瀏覽次數:931 發布日期:2023-3-31  來源:本站 僅供參考,謝絕轉載,否則責任自負

文章標題:Applying multi‐omics toward tumor microbiome research
發表期刊:iMeta

作者單位:俄亥俄州立大學醫學院放射腫瘤學系、俄亥俄州立大學詹姆斯綜合癌癥中心癌癥代謝中心、俄亥俄州立大學醫學院生物化學和藥理學系腫瘤微生物在腫瘤發生、發展、轉移和治療過程中起著重要作用,且極有可能成為腫瘤早期診斷和治療的標志物,但同時也存在一定的挑戰,如腫瘤內微生物含量低和不可培養,因此亟需新的高分辨率的技術來支持后續的研究。多組學技術(基因組學,轉錄組學,蛋白質組學和代謝組學)能從不同層次闡述腫瘤微生物,將對未來微生物與腫瘤微環境相互作用的研究產生巨大影響。本文系統總結了多組學技術的研究進展及其在腫瘤微生物組研究中的應用,為研究者提供了一個可供參考的組學工具箱。

1.引言

腫瘤微環境(Tumor Microenvironment, TME)中存在微生物并受其影響,目前地球上大約有1012種已知的微生物,只有11種被國際癌癥研究機構(International Agency for Research on Cancer, IARC)確認為“腫瘤微生物”。研究人員發現微生物活體存在于多種腫瘤中(乳腺癌、結直腸癌、肝細胞癌、胰腺癌、皮膚癌、腎細胞癌,胃癌、肺癌、前列腺癌和鼻咽癌等;圖1),而且不同類型腫瘤中的微生物有驚人的相似之處。腫瘤內微生物通過DNA損傷、致癌激活途徑、抗腫瘤藥物分解代謝和免疫系統調節等多種機制影響腫瘤的發展和治療(如:大腸桿菌釋放能夠誘導致癌DNA突變的基因毒素;幽門螺桿菌通過誘導炎癥和影響調節粘膜細胞生長和增殖的關鍵細胞內信號通路;用于治療胰腺導管腺癌的化療藥物吉西他濱被腫瘤內細菌代謝至失活狀態,從而導致耐藥性)。
 

圖1. 微生物的致癌作用以及多組學方法研究腫瘤微生物


2.用于腫瘤微生物組研究的基因組學和轉錄組學
基因組學和轉錄組學專注于研究參與基因表達調控的核酸(DNA和RNA)。目前,使用最廣泛的測序技術(圖2)包括三種二代測序系統(即Illumina、Ion Torrent、BGI)和兩種三代測序技術(即PacBio和納米孔)。這些測序方法(DNA測序,RNA測序,16S rRNA測序,表觀遺傳學測序(如ChIP-seq和DNA/RNA甲基化測序)和三維基因組技術)是發展各種基因組和轉錄組研究方法的基礎。
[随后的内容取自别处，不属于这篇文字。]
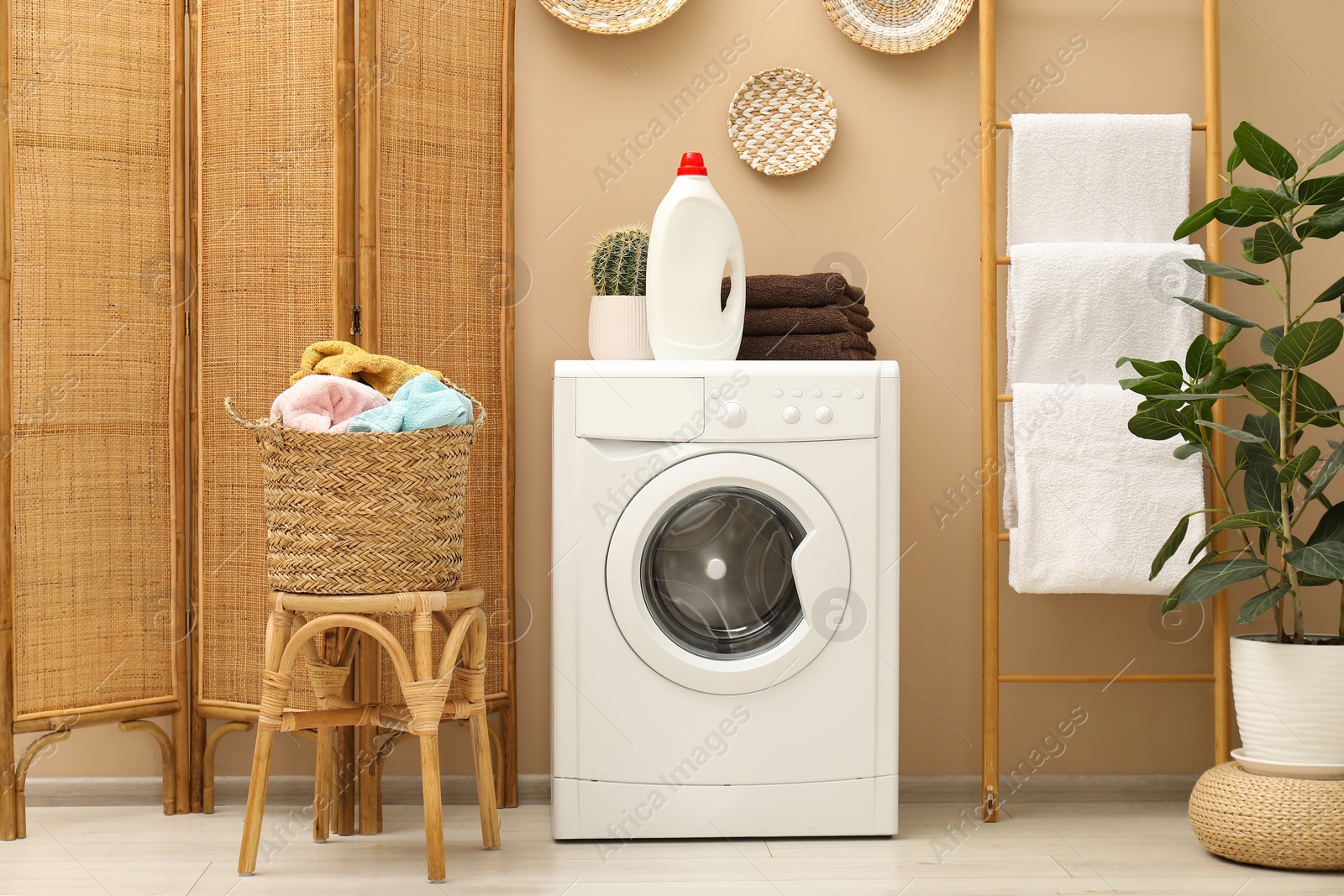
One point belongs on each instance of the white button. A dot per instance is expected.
(732, 414)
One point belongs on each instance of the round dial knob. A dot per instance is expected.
(732, 414)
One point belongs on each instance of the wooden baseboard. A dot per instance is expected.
(296, 790)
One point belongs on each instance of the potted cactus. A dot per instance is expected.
(1284, 532)
(617, 322)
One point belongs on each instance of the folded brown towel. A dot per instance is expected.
(815, 347)
(786, 322)
(799, 291)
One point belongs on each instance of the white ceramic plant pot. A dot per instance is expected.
(618, 328)
(1289, 701)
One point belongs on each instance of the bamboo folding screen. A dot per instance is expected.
(129, 322)
(991, 399)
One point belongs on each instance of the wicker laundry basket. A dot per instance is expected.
(367, 512)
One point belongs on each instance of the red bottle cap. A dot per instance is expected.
(692, 163)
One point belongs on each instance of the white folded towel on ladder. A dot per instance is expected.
(1095, 503)
(1075, 308)
(1102, 179)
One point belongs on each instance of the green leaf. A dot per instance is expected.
(1270, 242)
(1249, 520)
(1187, 450)
(1324, 559)
(1257, 201)
(1320, 191)
(1226, 271)
(1241, 436)
(1198, 221)
(1263, 152)
(1332, 465)
(1218, 313)
(1312, 398)
(1261, 488)
(1300, 465)
(1332, 291)
(1207, 580)
(1261, 604)
(1169, 547)
(1330, 527)
(1270, 338)
(1308, 343)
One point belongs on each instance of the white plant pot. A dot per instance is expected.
(618, 328)
(1289, 701)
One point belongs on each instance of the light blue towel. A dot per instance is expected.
(423, 403)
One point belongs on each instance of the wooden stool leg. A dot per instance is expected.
(433, 809)
(275, 692)
(486, 783)
(324, 785)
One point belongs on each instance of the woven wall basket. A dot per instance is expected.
(612, 16)
(1277, 822)
(363, 512)
(783, 121)
(898, 26)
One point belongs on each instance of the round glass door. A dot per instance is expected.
(717, 573)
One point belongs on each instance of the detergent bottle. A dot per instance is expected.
(691, 239)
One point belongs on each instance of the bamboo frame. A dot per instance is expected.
(991, 398)
(129, 715)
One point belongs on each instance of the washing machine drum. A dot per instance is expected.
(727, 573)
(718, 573)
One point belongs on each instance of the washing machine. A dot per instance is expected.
(725, 600)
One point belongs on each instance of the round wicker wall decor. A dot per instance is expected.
(783, 121)
(1277, 822)
(612, 16)
(898, 26)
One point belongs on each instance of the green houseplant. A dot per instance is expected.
(617, 320)
(1283, 528)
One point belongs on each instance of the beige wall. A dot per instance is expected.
(916, 241)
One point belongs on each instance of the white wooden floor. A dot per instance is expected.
(1046, 848)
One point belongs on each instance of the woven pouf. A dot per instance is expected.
(1277, 822)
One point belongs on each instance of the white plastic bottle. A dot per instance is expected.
(691, 239)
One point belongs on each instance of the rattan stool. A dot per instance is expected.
(425, 689)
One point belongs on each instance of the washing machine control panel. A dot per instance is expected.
(793, 410)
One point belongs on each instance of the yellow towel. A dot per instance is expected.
(346, 359)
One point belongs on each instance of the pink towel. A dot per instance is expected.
(324, 403)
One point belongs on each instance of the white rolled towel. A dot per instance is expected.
(1097, 177)
(1075, 308)
(1095, 501)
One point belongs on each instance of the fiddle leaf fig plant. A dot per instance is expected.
(1280, 477)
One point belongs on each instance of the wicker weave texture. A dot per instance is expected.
(266, 249)
(440, 244)
(1277, 822)
(612, 16)
(363, 513)
(92, 348)
(783, 121)
(898, 26)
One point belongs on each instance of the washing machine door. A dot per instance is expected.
(727, 573)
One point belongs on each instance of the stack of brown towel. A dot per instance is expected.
(804, 317)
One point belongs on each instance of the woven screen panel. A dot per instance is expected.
(92, 354)
(266, 203)
(440, 246)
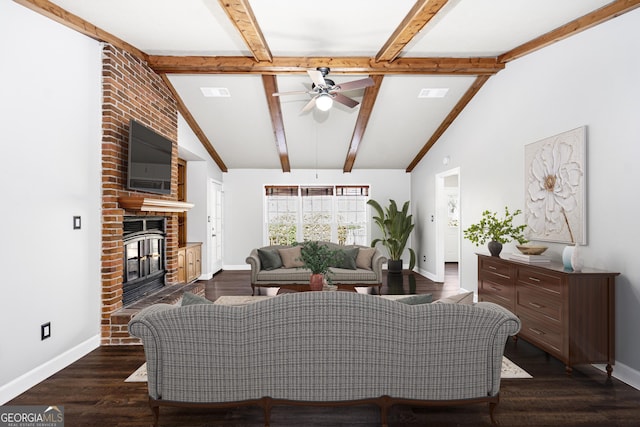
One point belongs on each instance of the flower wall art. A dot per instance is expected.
(555, 188)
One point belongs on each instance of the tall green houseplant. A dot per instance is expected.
(396, 226)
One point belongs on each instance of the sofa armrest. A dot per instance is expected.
(376, 264)
(254, 261)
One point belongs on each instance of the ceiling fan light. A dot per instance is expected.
(324, 102)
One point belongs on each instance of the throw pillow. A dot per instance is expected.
(365, 255)
(291, 257)
(347, 258)
(416, 299)
(463, 298)
(189, 298)
(269, 259)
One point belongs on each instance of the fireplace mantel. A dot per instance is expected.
(147, 204)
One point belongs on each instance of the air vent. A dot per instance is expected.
(433, 92)
(215, 92)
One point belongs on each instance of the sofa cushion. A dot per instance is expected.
(365, 255)
(347, 258)
(416, 299)
(269, 259)
(463, 298)
(291, 257)
(189, 298)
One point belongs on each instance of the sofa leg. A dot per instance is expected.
(267, 403)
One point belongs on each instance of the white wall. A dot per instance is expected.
(51, 142)
(589, 79)
(244, 196)
(201, 169)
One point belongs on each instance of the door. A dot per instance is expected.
(215, 226)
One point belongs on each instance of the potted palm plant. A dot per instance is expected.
(496, 231)
(318, 258)
(396, 226)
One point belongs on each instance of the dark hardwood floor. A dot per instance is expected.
(93, 392)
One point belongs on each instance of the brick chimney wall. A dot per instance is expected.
(131, 90)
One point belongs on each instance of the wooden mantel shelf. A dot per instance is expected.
(146, 204)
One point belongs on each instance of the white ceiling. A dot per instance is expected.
(239, 127)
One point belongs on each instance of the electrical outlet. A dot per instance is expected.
(45, 331)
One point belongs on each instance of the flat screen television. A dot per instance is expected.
(149, 164)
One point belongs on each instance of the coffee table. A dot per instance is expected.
(304, 287)
(240, 300)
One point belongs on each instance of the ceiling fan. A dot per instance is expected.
(324, 91)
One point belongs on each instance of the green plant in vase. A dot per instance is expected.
(396, 226)
(319, 258)
(496, 231)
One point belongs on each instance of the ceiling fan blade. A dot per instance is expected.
(317, 78)
(355, 84)
(338, 97)
(293, 92)
(309, 105)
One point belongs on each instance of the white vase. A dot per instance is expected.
(576, 258)
(566, 257)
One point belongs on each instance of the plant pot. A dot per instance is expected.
(316, 282)
(394, 266)
(495, 248)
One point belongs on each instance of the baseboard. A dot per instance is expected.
(237, 267)
(623, 373)
(44, 371)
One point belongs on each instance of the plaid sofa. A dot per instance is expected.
(323, 347)
(287, 276)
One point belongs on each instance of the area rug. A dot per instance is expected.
(509, 370)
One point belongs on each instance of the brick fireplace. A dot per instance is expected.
(131, 90)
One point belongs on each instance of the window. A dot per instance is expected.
(331, 213)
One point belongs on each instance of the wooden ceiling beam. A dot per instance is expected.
(241, 15)
(419, 15)
(366, 107)
(462, 103)
(270, 87)
(338, 65)
(191, 121)
(61, 16)
(605, 13)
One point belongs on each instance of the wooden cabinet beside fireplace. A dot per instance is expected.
(189, 262)
(570, 315)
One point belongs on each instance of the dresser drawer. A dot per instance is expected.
(548, 282)
(501, 291)
(539, 304)
(496, 267)
(541, 333)
(497, 299)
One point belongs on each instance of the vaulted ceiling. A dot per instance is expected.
(249, 49)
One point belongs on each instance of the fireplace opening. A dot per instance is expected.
(144, 257)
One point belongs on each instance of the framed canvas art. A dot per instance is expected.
(555, 189)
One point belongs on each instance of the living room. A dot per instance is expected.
(52, 106)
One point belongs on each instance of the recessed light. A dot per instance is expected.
(216, 92)
(433, 92)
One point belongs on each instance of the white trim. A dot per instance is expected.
(26, 381)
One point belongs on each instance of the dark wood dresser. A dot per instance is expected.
(570, 315)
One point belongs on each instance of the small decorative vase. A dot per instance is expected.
(576, 258)
(567, 252)
(494, 248)
(316, 282)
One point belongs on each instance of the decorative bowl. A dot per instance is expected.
(531, 249)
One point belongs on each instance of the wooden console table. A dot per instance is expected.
(570, 315)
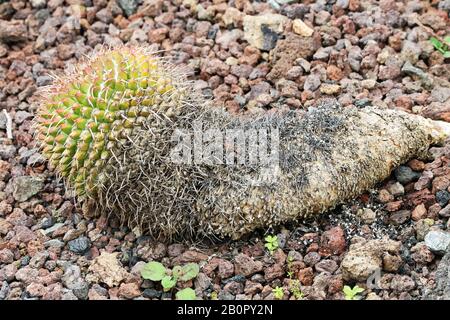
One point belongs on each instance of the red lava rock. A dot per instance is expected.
(334, 73)
(225, 269)
(421, 254)
(36, 289)
(129, 290)
(246, 266)
(334, 240)
(394, 205)
(252, 288)
(8, 272)
(6, 256)
(384, 196)
(424, 180)
(434, 210)
(190, 256)
(234, 287)
(419, 212)
(421, 196)
(23, 235)
(306, 276)
(400, 217)
(157, 35)
(335, 285)
(440, 183)
(13, 31)
(176, 249)
(392, 263)
(273, 272)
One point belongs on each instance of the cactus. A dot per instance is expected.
(107, 128)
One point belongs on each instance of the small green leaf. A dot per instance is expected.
(436, 43)
(348, 291)
(186, 294)
(189, 271)
(177, 271)
(357, 290)
(154, 271)
(168, 283)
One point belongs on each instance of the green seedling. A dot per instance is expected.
(271, 243)
(278, 293)
(155, 271)
(352, 293)
(442, 47)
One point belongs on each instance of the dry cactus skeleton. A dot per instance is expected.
(108, 128)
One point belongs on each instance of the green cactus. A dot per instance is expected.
(87, 112)
(107, 127)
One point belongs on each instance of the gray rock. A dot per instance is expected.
(263, 31)
(425, 79)
(225, 295)
(410, 51)
(440, 94)
(322, 53)
(151, 293)
(54, 243)
(202, 282)
(442, 279)
(13, 31)
(38, 4)
(2, 121)
(442, 197)
(68, 295)
(43, 81)
(25, 187)
(438, 241)
(354, 58)
(56, 226)
(21, 116)
(444, 5)
(73, 280)
(402, 283)
(79, 245)
(400, 217)
(405, 175)
(38, 259)
(4, 290)
(128, 6)
(7, 151)
(327, 265)
(35, 159)
(312, 82)
(396, 189)
(365, 257)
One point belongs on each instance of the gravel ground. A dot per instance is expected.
(250, 56)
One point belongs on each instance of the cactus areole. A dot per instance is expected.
(107, 128)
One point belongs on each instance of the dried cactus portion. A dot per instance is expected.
(86, 113)
(107, 127)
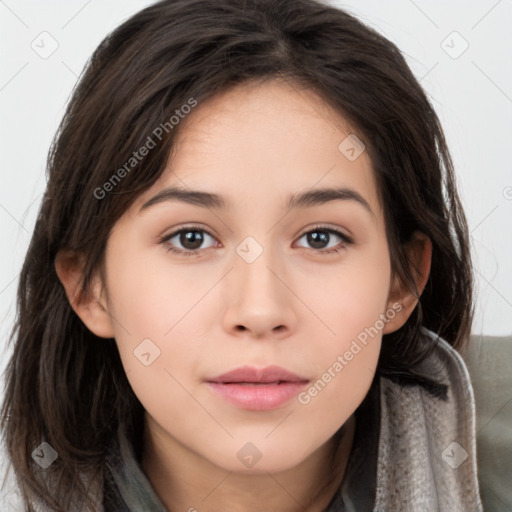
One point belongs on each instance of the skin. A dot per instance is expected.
(298, 307)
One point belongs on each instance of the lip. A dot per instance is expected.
(258, 389)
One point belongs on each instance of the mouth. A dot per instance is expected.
(258, 389)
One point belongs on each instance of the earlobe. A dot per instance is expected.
(91, 306)
(400, 298)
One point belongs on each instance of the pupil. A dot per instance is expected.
(191, 237)
(318, 237)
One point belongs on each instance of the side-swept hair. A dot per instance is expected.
(66, 386)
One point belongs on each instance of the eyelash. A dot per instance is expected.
(193, 253)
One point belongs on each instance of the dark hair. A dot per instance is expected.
(68, 387)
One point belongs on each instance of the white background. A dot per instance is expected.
(472, 94)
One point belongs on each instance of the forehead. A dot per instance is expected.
(258, 142)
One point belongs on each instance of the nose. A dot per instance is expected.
(259, 299)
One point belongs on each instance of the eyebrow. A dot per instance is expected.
(300, 200)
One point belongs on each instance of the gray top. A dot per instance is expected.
(412, 451)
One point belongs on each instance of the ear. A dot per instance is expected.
(400, 299)
(91, 307)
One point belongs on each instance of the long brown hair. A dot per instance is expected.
(66, 386)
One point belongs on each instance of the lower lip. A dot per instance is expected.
(257, 397)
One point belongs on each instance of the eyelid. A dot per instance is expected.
(347, 240)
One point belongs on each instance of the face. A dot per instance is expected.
(254, 281)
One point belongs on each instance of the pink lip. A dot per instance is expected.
(258, 389)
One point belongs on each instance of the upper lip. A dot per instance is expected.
(253, 374)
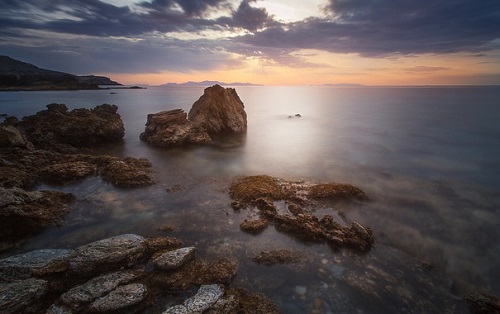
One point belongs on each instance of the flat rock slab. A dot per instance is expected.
(22, 296)
(123, 250)
(35, 263)
(121, 298)
(81, 297)
(174, 259)
(206, 296)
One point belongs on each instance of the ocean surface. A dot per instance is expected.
(429, 157)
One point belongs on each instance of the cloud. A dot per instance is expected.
(118, 36)
(423, 68)
(386, 27)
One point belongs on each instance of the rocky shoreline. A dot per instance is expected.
(129, 273)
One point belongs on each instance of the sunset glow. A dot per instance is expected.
(269, 42)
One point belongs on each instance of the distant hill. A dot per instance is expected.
(208, 83)
(18, 75)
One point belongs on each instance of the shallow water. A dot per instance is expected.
(428, 157)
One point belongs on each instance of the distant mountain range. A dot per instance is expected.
(18, 75)
(207, 83)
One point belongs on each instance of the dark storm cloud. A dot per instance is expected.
(385, 27)
(248, 17)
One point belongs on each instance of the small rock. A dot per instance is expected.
(38, 263)
(22, 296)
(174, 259)
(120, 299)
(206, 296)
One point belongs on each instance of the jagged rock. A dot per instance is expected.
(206, 296)
(277, 257)
(263, 191)
(99, 256)
(10, 136)
(100, 293)
(254, 226)
(156, 244)
(22, 296)
(23, 213)
(174, 259)
(79, 127)
(128, 172)
(121, 299)
(219, 110)
(34, 264)
(67, 172)
(171, 128)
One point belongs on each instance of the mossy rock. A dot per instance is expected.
(250, 188)
(336, 192)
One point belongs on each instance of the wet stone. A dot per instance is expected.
(123, 250)
(174, 259)
(22, 296)
(34, 263)
(120, 299)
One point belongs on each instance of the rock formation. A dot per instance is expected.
(78, 128)
(170, 128)
(111, 276)
(218, 111)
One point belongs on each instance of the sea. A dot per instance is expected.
(428, 157)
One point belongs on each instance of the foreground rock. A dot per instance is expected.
(298, 220)
(218, 111)
(24, 213)
(112, 276)
(79, 127)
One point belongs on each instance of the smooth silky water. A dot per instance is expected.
(427, 156)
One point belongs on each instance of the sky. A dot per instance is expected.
(269, 42)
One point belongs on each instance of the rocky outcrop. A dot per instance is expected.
(219, 110)
(24, 213)
(78, 127)
(262, 192)
(113, 276)
(171, 128)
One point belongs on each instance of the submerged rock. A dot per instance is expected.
(263, 191)
(23, 296)
(34, 264)
(79, 127)
(110, 292)
(174, 259)
(23, 213)
(219, 110)
(97, 257)
(171, 128)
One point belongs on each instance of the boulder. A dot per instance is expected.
(111, 291)
(174, 259)
(24, 213)
(219, 110)
(97, 257)
(79, 127)
(11, 136)
(34, 264)
(206, 296)
(22, 296)
(171, 128)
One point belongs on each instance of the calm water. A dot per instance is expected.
(429, 157)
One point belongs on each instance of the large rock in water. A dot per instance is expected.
(169, 128)
(219, 110)
(79, 127)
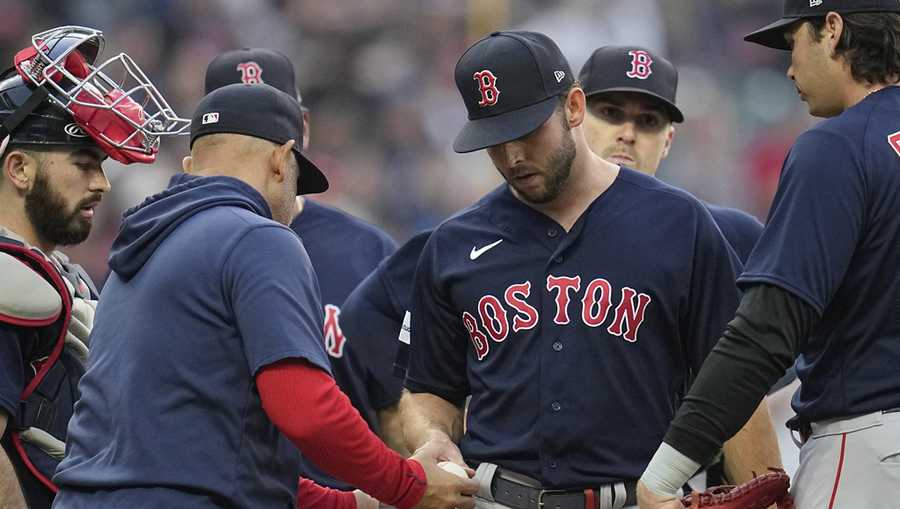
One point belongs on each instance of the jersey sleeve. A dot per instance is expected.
(438, 343)
(12, 370)
(369, 319)
(714, 295)
(815, 221)
(275, 297)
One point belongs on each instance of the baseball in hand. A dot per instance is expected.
(454, 469)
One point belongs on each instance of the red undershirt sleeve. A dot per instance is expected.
(306, 405)
(311, 495)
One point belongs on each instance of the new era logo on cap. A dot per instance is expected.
(210, 118)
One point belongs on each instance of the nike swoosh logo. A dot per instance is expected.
(478, 251)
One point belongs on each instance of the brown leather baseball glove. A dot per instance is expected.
(759, 493)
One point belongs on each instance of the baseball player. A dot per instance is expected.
(57, 129)
(822, 284)
(630, 115)
(631, 111)
(378, 310)
(208, 368)
(343, 250)
(547, 301)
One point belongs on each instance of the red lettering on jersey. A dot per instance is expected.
(515, 297)
(479, 340)
(640, 65)
(493, 317)
(251, 73)
(628, 311)
(334, 337)
(563, 285)
(601, 301)
(487, 85)
(894, 140)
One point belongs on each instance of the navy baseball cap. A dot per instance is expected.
(509, 82)
(261, 112)
(772, 35)
(632, 69)
(253, 66)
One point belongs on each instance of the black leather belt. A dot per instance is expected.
(514, 492)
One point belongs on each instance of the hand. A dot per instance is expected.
(446, 449)
(650, 500)
(445, 490)
(364, 501)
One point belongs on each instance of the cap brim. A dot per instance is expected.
(674, 113)
(512, 125)
(310, 179)
(772, 35)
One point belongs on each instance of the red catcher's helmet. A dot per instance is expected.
(126, 118)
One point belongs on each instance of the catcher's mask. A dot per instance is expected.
(55, 81)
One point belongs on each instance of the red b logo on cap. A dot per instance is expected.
(251, 73)
(487, 85)
(640, 65)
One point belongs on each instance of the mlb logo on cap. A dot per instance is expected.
(210, 118)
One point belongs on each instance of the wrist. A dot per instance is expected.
(668, 470)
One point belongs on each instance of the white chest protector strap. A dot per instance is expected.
(26, 298)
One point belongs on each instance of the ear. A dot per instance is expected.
(669, 139)
(20, 170)
(576, 106)
(834, 27)
(280, 160)
(305, 145)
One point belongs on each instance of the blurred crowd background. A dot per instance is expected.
(377, 76)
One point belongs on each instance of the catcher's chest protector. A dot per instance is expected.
(52, 371)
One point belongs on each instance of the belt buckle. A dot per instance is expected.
(546, 492)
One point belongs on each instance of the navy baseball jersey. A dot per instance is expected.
(205, 291)
(740, 229)
(344, 250)
(576, 346)
(376, 310)
(833, 240)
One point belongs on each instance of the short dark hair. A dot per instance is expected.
(870, 42)
(36, 151)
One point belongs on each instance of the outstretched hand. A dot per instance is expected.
(445, 490)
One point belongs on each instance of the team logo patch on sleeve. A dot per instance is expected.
(334, 336)
(894, 140)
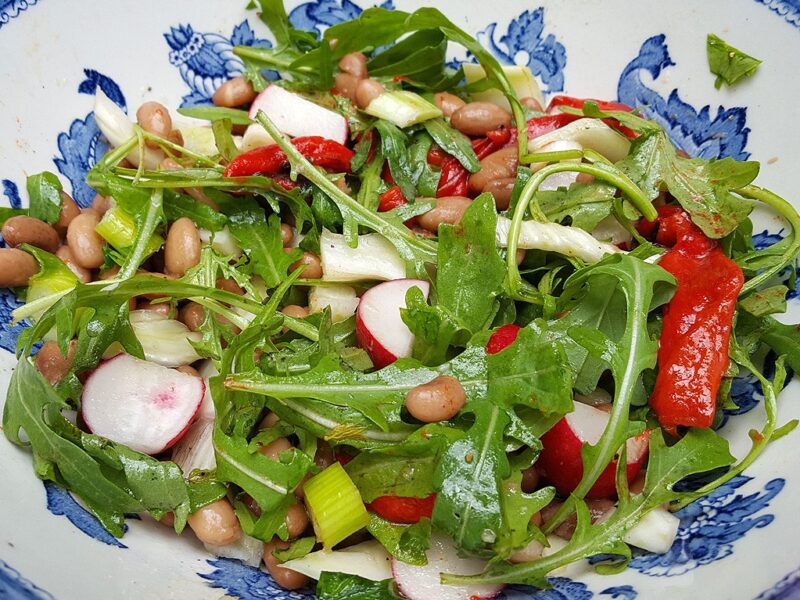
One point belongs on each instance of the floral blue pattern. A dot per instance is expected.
(248, 583)
(11, 9)
(691, 130)
(61, 503)
(524, 43)
(206, 60)
(315, 16)
(710, 527)
(82, 144)
(788, 588)
(14, 586)
(788, 9)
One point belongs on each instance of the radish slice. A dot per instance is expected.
(379, 327)
(560, 461)
(140, 404)
(368, 560)
(296, 116)
(423, 583)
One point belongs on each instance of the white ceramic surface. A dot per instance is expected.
(741, 544)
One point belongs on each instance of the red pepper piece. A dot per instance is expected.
(693, 350)
(392, 198)
(402, 509)
(268, 160)
(502, 338)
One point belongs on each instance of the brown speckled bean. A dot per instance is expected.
(69, 210)
(449, 209)
(498, 165)
(234, 92)
(23, 229)
(448, 103)
(476, 118)
(52, 364)
(16, 267)
(182, 248)
(367, 91)
(85, 243)
(355, 64)
(66, 256)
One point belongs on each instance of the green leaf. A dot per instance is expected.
(260, 238)
(339, 586)
(44, 192)
(765, 302)
(216, 113)
(405, 542)
(454, 143)
(110, 479)
(297, 549)
(702, 187)
(471, 273)
(727, 63)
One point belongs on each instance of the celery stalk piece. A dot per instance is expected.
(335, 505)
(402, 108)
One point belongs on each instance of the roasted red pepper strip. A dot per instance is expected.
(693, 350)
(502, 338)
(402, 509)
(268, 160)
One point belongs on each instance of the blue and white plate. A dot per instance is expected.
(739, 543)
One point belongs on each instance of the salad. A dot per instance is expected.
(393, 326)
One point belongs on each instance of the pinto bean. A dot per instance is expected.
(367, 91)
(438, 400)
(531, 104)
(191, 315)
(346, 84)
(448, 103)
(69, 210)
(182, 248)
(313, 265)
(501, 189)
(216, 524)
(448, 209)
(286, 578)
(234, 92)
(355, 64)
(52, 364)
(23, 229)
(66, 256)
(16, 267)
(476, 118)
(498, 165)
(84, 242)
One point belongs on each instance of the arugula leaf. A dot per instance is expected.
(765, 302)
(645, 287)
(454, 143)
(702, 187)
(340, 586)
(110, 479)
(471, 273)
(727, 63)
(261, 240)
(699, 451)
(405, 542)
(44, 192)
此外,基因編輯工具的最新研究進展已經能夠在全基因組水平上進行多基因操作。
 

圖2. 用于腫瘤微環境研究的基因組和轉錄組研究技術


2.1 DNA測序
DNA-seq通常用于三種類型的基因組分析:全基因組測序(Whole Genome Sequencing, WGS)、全外顯子測序(whole exome sequencing, WES)和靶向測序。隨著DNA技術的快速發展,DNA-seq正成為研究不可培養微生物(包括人類微生物組中的微生物)的有力工具。基因組文庫的測序和異源表達極大地促進了我們對代謝途徑和腫瘤微生物生理的理解。


2.2 16S rRNA測序
16S rRNA測序是一種專門針對細菌和古細菌表達的30S核糖體亞單位16S的測序技術;該序列包含交替的高度保守和高變區;保守區可用于設計擴增靶向片段的通用引物,而高變區的分析可用于鑒定特定的細菌物種,盡管一些注釋可能低于物種水平。在腫瘤微生物組領域,16S rRNA測序主要用于研究群落中物種的組成、物種間的進化關系以及微生物群落多樣性。

2.3 RNA測序(RNA-seq)
RNA-seq是一種轉錄組測序方法,其中高通量測序方法用于研究復雜樣品中不同RNA的群體,包括信使RNA(messenger RNA, mRNA)、轉運RNA(trainsfer RNA, tRNA)、非編碼RNA(noncoding RNA, ncRNA)和微小MicroRNA(micro RNA, miRNA)等。在過去幾十年里,RNA-seq技術已成為在轉錄組水平上分析基因表達不可或缺的工具。在RNA生物學領域,RNA-seq已廣泛應用于研究單細胞基因轉錄、蛋白質表達和RNA結構。RNA-seq技術的進步也進一步促進了空間轉錄組學的出現和發展;直接長閱讀或全長RNA-seq方法、以及不斷更新的數據分析方法,使研究人員能夠更好地了解RNA生物學(包括轉錄過程機制以及折疊和分子間相互作用對RNA功能的影響)。總的來說,RNA-seq是通過基因轉錄水平上的分析來研究癌細胞和腫瘤微生物組通路交互影響的強有力工具。

2.4 表觀遺傳學技術
表觀遺傳學研究不涉及DNA序列改變的表型變化。與遺傳調節不同,典型的表觀遺傳變化(包括DNA/RNA修飾和組蛋白翻譯后修飾)是可逆的,且不影響細胞基因組序列。在真核細胞中,核小體作為染色質組織的基本重復單位,主要由圍繞核心組蛋白八聚體纏繞1.5次的147個堿基對組成(如兩拷貝H2A、H2B、H3和H4)。DNA、RNA和組蛋白的共修飾是調控特定基因激活和抑制的關鍵機制。表觀遺傳調控在研究與人類疾病特別是癌癥密切相關的DNA復制、轉錄和損傷修復過程中起重要的調控作用。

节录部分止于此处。